Hi Mat and All,
I found very surprising speed difference (about 20 times) between these two from the following simple loop tests:
1, $acc kernels loop :
CODE:
call system_clock(count1, count_rate, count_max)
!$acc kernels loop
do i=1, n_size
do j=1, n_size
do k = 1, n_size
c(i,j) = c(i,j) + a(i,k)*b(k,j)
enddo
enddo
enddo
print*, ‘iternation#:’,n_size*n_size
call system_clock(count2, count_rate, count_max)

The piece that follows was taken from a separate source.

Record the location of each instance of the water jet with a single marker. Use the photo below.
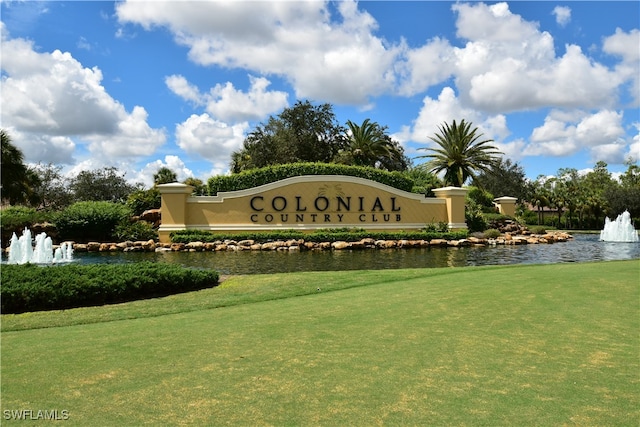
(21, 250)
(620, 230)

write(,)‘GPU costs’,(count2-count1),‘micronseconds’
RESULTS:
iteration#: 4000000
GPU costs 1030000 micronseconds
2, $acc parallel loop :
CODE:
call system_clock(count1, count_rate, count_max)
!$acc parallel loop
do i=1, n_size
do j=1, n_size
do k = 1, n_size
c(i,j) = c(i,j) + a(i,k)b(k,j)
enddo
enddo
enddo
!$acc end parallel
print, ‘iternation#:’,n_size*n_size
call system_clock(count2, count_rate, count_max)
write(,)‘GPU costs’,(count2-count1),‘micronseconds’
RESULTS:
iteration#: 4000000
GPU costs 22168000 micronseconds
Why they are so different? Any inputs of the reasons behind this is very appreciated.
Thanks,
Jingsen